Person looking at charts on phone and laptop.

Image source: Getty Images.

Two down years is a rare occurrence 

Last year's negative performance was no doubt a major wake-up call for investors, after the market posted strong gains in 2020 and 2021. In fact, the S&P 500 and Nasdaq produced monster returns during the 10-year period that ended Dec. 31, 2021. And investors have become accustomed to seeing their portfolios move up and to the right. So it's no surprise that 2022 might have scared some investors out of the market.  

Making matters worse is the fact that many leading companies are experiencing dramatic slowdowns in terms of revenue and earnings growth, thanks to worsening macro conditions. For example, massive retailer Home Depot posted meager revenue growth of just 0.3% in its latest fiscal quarter (fourth-quarter 2022 ended Jan. 31). And major tech companies like Alphabet, Amazon, and Microsoft have cut tens of thousands of jobs in an effort to reduce costs and stabilize margins.

However, investors shouldn't panic. History tells us that it's extremely rare for the market to have two straight down years. The last time this happened was when the tech bubble burst two decades ago, specifically in 2000, 2001, and 2002. That simple truth should hopefully ease investor worries right now. 

Is inflation cooling? 

There's no denying that a key factor driving stock returns in recent years has been the Federal Reserve. Chair Jerome Powell's words are closely scrutinized for any shift in tone. And it seems as though market participants can't get enough of the Fed minutes, which provide more details about the central bank's meetings. 

Lately, the Fed has been on a path to tighten monetary policy by raising interest rates to curb soaring inflation. As we saw last year, this caused investors to sour on risky assets, as they expect a less accommodative central bank to be the norm for the foreseeable future. But based on the past few months' data, inflation could be cooling down. 

In the month of January, the Consumer Price Index increased 6.4% year over year. This continued a downward trend since June of last year. Gas prices, in particular, have come down sharply. 

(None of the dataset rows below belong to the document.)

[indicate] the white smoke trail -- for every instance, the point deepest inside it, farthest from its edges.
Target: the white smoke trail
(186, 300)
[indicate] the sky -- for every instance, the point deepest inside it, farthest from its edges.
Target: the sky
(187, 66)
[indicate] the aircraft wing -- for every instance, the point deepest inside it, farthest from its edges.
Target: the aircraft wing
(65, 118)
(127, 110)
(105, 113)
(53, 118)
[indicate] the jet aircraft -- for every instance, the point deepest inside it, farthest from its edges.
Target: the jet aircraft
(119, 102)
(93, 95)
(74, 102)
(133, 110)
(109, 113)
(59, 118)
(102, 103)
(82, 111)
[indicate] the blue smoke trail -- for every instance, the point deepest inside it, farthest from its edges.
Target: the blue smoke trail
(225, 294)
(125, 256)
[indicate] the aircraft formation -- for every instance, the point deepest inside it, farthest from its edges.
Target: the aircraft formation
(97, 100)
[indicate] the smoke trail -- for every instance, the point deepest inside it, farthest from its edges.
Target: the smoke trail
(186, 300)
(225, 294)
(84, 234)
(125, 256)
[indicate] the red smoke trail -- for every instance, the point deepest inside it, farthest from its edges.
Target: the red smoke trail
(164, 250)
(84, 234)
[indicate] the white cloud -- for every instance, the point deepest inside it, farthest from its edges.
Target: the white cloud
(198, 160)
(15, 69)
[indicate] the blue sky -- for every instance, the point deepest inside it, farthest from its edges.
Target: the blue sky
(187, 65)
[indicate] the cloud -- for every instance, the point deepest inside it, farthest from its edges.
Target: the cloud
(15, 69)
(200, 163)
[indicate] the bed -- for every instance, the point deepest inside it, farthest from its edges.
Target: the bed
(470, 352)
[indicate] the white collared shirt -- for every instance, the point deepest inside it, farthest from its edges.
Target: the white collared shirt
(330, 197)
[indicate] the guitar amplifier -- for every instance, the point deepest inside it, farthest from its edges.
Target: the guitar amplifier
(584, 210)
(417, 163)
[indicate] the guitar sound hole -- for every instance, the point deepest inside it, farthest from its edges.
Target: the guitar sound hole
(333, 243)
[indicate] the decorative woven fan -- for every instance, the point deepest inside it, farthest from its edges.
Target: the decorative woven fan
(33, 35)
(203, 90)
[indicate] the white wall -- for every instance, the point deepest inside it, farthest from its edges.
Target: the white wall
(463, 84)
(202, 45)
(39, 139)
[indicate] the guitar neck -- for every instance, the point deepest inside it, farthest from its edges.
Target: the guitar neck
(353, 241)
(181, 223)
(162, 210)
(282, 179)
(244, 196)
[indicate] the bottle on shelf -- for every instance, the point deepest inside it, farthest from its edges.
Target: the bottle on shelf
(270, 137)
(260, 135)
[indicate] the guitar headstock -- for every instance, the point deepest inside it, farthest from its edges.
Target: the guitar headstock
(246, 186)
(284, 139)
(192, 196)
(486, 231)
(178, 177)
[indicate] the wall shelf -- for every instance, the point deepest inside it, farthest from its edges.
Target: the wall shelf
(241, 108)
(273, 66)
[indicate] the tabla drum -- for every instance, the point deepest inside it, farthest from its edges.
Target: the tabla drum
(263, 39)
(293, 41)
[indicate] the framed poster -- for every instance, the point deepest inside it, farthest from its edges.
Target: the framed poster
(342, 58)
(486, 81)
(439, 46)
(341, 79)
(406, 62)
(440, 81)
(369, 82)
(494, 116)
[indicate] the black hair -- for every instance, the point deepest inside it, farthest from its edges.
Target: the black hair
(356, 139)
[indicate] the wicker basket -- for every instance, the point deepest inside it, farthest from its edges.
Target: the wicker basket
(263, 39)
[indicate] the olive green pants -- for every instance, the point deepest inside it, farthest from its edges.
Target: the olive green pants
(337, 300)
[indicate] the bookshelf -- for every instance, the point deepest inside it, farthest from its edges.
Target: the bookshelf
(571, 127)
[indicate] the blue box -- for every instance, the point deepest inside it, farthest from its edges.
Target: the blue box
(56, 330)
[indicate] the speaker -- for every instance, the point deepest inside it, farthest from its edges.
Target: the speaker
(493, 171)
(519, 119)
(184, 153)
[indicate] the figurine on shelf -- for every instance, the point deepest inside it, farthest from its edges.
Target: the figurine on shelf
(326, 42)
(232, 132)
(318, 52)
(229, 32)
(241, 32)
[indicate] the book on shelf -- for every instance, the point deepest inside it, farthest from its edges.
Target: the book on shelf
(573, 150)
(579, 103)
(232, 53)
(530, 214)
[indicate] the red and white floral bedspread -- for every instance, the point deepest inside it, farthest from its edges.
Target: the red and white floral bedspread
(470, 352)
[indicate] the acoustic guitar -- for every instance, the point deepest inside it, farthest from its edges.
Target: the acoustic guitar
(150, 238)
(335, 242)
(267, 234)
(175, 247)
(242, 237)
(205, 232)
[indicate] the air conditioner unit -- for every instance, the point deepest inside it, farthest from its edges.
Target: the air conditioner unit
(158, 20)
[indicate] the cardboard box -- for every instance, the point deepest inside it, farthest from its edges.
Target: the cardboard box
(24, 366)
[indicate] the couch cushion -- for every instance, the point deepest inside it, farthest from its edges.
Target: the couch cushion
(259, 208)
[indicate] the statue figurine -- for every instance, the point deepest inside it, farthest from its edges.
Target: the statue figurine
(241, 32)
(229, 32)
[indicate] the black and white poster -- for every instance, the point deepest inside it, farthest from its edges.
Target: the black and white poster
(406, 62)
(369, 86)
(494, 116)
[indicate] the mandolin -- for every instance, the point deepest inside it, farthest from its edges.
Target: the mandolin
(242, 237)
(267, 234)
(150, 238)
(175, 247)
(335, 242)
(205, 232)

If the Federal Reserve continues to make solid progress in its fight to tame inflation, we could see interest rates peak sooner rather than later. This could pave the way for future rate decreases. All told, the possibility of lower inflation could be a bullish sign for stocks throughout the course of 2023. 

It pays to be optimistic 

Warren Buffett, probably the greatest investor ever, usually makes the same statement in his annual Berkshire Hathaway shareholder letters: That it is totally foolish to bet against America, despite the problems that we have in this country. 

This is the correct perspective that investors need to have. It's always a good idea to remain optimistic. The U.S. economy is in growth mode more often than it is in a recession. Even more importantly for the sake of this article, the stock market rises in more years than it declines in.  

It's a good idea to continue investing money in the stock market, while strictly keeping a long-term mindset. After 2022's double-digit losses for both the S&P 500 and the Nasdaq, I think 2023 will end up being a nice bounce-back year.